Assessment of general health was self-reported with the following question “How would you rate your health now?” This question is derived from the SF36 and has been shown to be a valid and reliable indicator of general health status [18]. The Kessler Psychological Distress Scale (K10) [19] is a short screening scale of non-specific psychological distress in the anxiety-depression spectrum. Consistent with previous usage, [20] K10 scores were categorised as ‘low distress’ (10 to 15), ‘moderate distress’ (16 to 21), ‘high distress’ (22 to 29) and ‘very high distress’ (30 to 50).

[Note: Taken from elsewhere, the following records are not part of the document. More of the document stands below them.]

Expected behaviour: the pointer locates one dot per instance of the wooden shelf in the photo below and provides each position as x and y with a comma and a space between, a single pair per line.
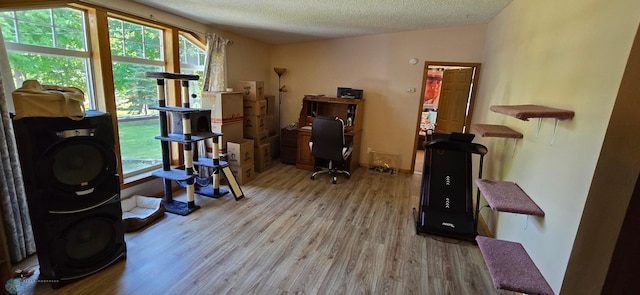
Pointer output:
488, 130
511, 268
505, 196
527, 111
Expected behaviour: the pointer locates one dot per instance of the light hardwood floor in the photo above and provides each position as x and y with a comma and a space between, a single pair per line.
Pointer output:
293, 235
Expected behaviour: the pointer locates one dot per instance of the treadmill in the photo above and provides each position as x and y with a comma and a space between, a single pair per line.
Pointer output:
446, 195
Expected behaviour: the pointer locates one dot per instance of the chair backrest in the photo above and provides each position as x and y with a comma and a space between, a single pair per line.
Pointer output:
327, 135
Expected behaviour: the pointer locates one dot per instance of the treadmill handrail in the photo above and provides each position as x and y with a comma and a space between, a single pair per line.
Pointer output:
446, 144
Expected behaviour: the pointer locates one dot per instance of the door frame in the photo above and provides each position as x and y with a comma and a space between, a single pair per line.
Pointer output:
472, 98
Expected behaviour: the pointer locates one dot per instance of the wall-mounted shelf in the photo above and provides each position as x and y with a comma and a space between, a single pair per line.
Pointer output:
489, 130
506, 196
527, 111
511, 268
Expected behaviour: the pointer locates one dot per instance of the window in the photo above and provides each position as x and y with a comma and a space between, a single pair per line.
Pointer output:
192, 60
136, 49
48, 45
52, 46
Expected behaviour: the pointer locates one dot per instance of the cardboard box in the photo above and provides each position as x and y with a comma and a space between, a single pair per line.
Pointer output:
274, 141
259, 135
230, 132
255, 108
255, 128
262, 156
272, 106
252, 90
263, 165
244, 173
226, 107
262, 151
241, 152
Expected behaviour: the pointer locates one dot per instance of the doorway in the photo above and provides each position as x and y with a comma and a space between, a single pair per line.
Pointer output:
446, 104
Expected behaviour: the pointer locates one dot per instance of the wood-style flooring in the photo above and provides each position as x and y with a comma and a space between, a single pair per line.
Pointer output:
292, 235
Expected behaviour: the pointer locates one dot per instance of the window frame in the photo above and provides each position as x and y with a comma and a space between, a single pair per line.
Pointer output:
100, 62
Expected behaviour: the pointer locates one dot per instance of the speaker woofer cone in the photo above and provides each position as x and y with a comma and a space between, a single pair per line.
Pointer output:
77, 164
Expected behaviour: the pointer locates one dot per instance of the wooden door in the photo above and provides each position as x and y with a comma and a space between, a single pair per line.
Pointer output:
454, 96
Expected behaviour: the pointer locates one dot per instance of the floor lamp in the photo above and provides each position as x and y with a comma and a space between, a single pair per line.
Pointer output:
281, 89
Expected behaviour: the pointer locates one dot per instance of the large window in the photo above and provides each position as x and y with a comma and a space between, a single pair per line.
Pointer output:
136, 49
48, 45
192, 60
52, 45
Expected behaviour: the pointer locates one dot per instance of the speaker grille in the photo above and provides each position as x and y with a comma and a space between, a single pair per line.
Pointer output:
77, 164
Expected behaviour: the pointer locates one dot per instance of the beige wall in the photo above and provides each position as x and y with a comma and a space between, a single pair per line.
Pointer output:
564, 54
380, 66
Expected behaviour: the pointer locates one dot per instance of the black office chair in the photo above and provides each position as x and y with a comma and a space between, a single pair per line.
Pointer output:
328, 143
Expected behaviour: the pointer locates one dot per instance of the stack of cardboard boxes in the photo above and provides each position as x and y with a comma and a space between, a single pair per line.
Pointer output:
249, 123
227, 115
255, 122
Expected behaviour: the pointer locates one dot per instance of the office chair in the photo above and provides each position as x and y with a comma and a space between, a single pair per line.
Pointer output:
328, 143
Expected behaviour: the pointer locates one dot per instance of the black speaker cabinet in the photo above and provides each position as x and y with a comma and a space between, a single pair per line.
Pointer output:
73, 193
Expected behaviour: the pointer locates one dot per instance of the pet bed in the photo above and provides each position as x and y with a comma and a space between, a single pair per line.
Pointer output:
140, 211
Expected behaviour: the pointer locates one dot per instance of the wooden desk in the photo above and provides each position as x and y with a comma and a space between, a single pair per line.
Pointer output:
349, 110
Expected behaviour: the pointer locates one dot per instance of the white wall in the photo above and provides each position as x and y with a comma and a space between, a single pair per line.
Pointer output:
563, 54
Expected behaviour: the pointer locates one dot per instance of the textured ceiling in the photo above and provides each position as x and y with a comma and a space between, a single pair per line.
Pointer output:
287, 21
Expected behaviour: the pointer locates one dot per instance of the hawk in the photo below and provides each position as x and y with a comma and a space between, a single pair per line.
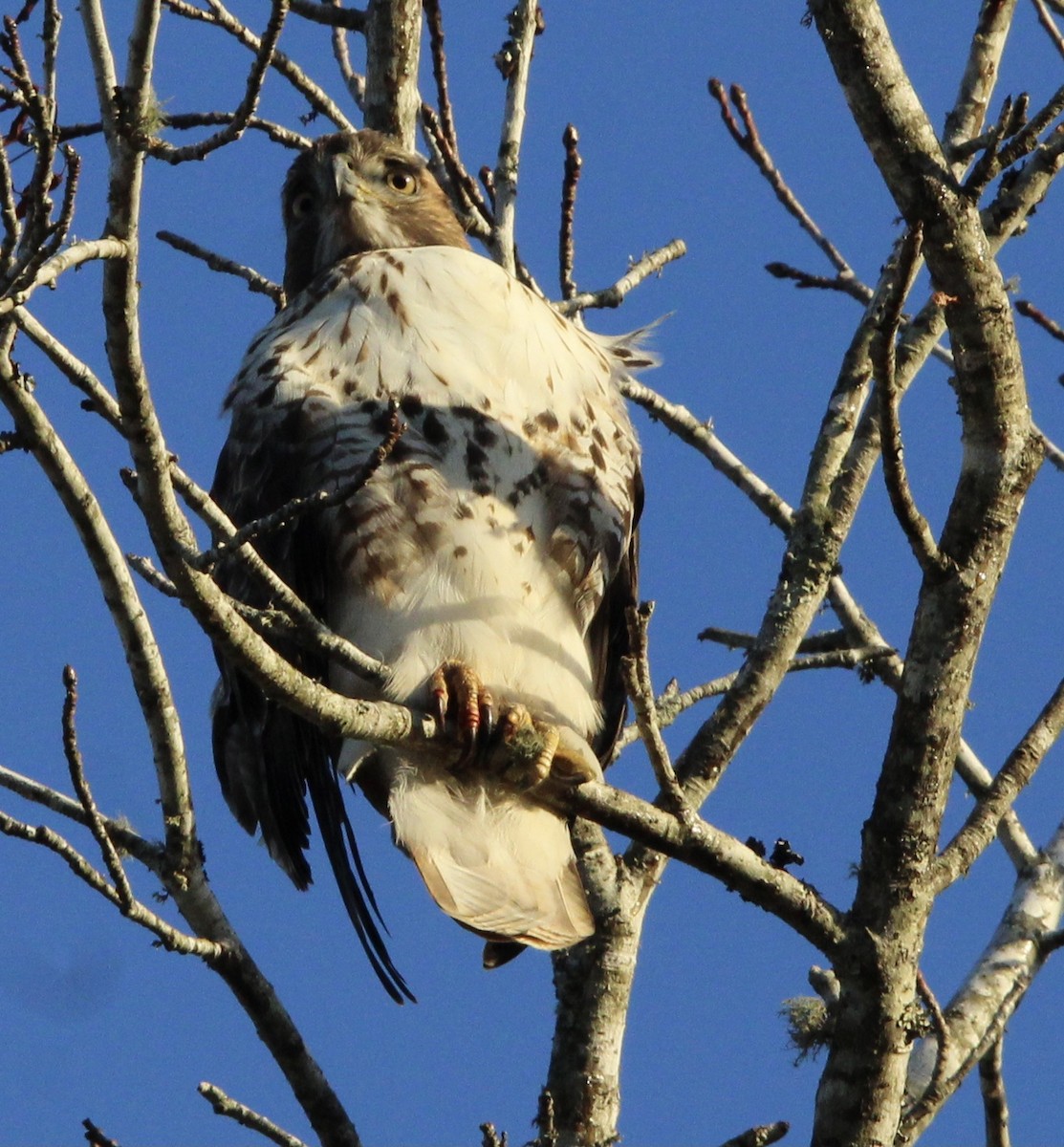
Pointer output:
489, 561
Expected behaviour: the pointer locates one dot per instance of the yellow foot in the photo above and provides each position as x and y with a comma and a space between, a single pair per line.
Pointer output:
539, 751
523, 750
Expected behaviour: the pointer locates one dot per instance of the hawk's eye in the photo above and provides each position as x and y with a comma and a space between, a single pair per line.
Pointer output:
402, 182
302, 205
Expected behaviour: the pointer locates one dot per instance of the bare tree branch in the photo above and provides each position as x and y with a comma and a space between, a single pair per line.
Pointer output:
246, 1116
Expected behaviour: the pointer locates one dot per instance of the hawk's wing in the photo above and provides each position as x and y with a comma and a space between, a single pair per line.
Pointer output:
269, 758
512, 411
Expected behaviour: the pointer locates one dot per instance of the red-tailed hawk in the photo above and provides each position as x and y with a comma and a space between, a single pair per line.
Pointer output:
488, 562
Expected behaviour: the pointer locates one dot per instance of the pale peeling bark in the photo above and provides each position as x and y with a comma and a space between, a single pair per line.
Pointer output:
977, 1014
392, 51
858, 1101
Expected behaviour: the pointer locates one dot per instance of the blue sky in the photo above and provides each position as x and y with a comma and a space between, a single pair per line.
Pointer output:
97, 1024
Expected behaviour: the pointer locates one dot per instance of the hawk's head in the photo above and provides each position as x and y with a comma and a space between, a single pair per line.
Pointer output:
358, 192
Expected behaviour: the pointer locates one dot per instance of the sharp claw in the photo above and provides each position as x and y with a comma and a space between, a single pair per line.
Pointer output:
488, 717
439, 706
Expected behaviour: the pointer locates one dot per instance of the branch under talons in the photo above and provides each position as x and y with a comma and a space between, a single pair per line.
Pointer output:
614, 296
1030, 311
995, 1105
749, 141
637, 674
256, 282
247, 1117
915, 526
760, 1136
297, 508
847, 285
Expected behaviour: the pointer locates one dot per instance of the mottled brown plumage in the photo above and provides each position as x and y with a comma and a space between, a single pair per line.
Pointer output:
488, 562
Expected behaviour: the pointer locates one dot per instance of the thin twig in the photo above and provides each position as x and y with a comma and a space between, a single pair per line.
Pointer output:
256, 282
849, 285
941, 1029
172, 939
672, 703
354, 80
958, 857
82, 251
223, 18
614, 296
247, 107
246, 1116
995, 1105
156, 578
637, 672
147, 853
701, 436
574, 163
76, 767
515, 62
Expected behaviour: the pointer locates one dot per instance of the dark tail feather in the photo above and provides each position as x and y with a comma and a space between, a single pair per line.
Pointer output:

Women were also asked, “Have you ever been diagnosed with or treated for”: chronic conditions including diabetes, heart disease, hypertension, asthma, and cancer other than skin cancer. These were categorised as ‘no major condition’ or ‘any major condition’.

Health risk factors

Health risk factors included smoking (‘current smoker’ or not), alcohol consumption, body mass index and physical activity. Based on usual quantity and frequency of standard drinks consumed, weekly alcohol consumption was categorised as ‘never drink alcohol’, ‘1 to 7 drinks’, ‘8 to 14 drinks’ or ‘more than 14 drinks’ [21]. Body mass index was based on self-reported height and weight and categorised as ‘underweight’ (less than 18.5 kg/m2), ‘healthy weight’ (18.5–24.9 kg/m2), ‘overweight’ (25–29.9 kg/m2) or ‘obese’ (30 kg/m2 or more) [22]. Level of physical activity was classified as ‘inactive’, ‘low’, ‘moderate’ or ‘high’ based on how much time was spent walking briskly, and doing moderate and vigorous leisure activities in the last week [23].

Statistical analysis

Percentage of consenters versus non-consenters was compared across recruitment method, incentive and information re consent, socio-demographic, and health status variables using chi-squared tests. The Breiman, Friedman, Olshen and Stone (BFOS) Classification and Regression Tree (CART) [24] method for building decision trees was used, following instructions to approximate this in SAS Enterprise Miner 14.1 [25]. The BFOS method recommends using validation data if the dataset is large enough, hence the data has been partitioned equally into training and validation data. CART starts with the root node containing all individuals in the dataset, with the tree built recursively, then trained and pruned automatically. All variables were included in the analysis. The Gini reduction method was used as the measure of node impurity to determine node splitting. The assessment method was selected to prune the fully-grown tree. This selects the smallest subtree with the best assessment measure value. The misclassification assessment measure, i.e. the lowest proportion of misclassified observations, is used for a categorical target variable.

Results

In this study, 69% of 25,541 women consented to data linkage. Consent differed significantly by method of recruitment, with those women who were recruited via Facebook the least likely to provide consent (67%) while those women who were recruited via the fashion promotion most likely to consent (84%) (Table 1). Women who were offered leggings and additional information on data linkage were significantly more likely to consent to data linkage than those solely offered a cash incentive (79% versus 61%). Examination of the sociodemographic variables indicated that minor differences existed between consenters and non-consenters. Data were missing for less than 2% of sociodemographic variables with the exception of area of residence (missing for 22.7%). Women who did not provide area of residence were significantly less likely to provide consent (47% versus 76%).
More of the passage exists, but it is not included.